The Hotspot Paradox: A Fragmented Responsibility-sharing
PhD candidate at Panteion University of Social and Political Sciences. The author’s PhD thesis is funded via a programme of State Scholarships Foundation (IKY) through the Action entitled ‘Strengthening Human Resources Research Potential via Doctorate Research’ by funds from the Operational Programme ‘Human Resources Development Program, Education and Lifelong Learning’ of the National Strategic Reference Framework (NSRF) 2014-2020 co-financed by the European Union (European Social Fund - ESF) and the Greek State. Also, the author is research assistant at the Hellenic Foundation for European and Foreign Policy (ELIAMEP)

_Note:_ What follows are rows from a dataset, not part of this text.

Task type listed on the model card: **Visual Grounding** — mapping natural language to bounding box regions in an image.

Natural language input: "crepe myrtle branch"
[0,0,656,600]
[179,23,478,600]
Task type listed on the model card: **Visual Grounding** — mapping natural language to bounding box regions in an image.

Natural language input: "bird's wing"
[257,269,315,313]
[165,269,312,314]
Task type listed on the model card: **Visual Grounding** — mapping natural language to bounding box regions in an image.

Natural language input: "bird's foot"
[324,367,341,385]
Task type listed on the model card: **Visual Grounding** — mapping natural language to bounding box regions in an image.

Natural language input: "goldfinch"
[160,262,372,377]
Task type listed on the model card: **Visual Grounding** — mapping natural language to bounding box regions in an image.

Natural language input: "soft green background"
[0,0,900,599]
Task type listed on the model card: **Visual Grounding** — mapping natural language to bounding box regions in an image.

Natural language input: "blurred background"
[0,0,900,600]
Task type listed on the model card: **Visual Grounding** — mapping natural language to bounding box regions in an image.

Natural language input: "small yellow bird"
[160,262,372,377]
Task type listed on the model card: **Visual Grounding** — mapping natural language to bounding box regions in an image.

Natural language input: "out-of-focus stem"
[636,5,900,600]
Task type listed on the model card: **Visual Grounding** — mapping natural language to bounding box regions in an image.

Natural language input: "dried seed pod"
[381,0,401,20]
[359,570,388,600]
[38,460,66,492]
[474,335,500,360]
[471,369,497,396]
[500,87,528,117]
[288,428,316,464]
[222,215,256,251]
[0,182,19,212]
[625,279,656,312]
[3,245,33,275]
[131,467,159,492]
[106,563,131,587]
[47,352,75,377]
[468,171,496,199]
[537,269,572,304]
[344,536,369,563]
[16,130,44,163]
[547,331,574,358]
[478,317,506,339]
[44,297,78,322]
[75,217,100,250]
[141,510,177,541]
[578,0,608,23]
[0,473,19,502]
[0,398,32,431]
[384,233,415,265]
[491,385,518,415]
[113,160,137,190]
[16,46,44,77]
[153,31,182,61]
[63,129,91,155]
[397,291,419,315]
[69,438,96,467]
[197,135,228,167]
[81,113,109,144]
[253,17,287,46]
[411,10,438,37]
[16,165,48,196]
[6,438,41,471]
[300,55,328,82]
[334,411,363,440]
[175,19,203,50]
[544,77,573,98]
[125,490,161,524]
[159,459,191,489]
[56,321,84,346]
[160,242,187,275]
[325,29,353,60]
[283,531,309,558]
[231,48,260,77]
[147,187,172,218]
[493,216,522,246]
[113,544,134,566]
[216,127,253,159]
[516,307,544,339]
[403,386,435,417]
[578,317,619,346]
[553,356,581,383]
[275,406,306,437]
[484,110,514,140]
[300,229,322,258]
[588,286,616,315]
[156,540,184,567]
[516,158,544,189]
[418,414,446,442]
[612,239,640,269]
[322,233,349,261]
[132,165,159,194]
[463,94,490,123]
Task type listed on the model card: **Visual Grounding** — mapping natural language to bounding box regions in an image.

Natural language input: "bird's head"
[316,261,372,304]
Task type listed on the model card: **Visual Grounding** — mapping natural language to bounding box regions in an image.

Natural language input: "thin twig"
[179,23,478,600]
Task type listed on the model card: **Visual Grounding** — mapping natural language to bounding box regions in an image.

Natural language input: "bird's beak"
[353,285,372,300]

Is the EU becoming more united or more fragmented while implementing the hotspot approach? To answer this question this paper tries to analyse the hotspot model, which was introduced with the European Agenda on Migration as an immediate response to manage irregular migration and provide operational support to the frontline countries in a spirit of solidarity. After referring to the context within which it was created and the framework within which it functions, this paper explores its implementation in Italy and Greece. Drawing from these hotspot operations, various political, legal, organisational, ethical and practical considerations emerge that question not only the efficiency of this ad hoc measure but also its actual ability to strengthen EU solidarity. In this context, this paper argues that the hotspot approach as a policy measure provokes fragmentation and therefore disunity among the EU Member States, signalising a policy paradox.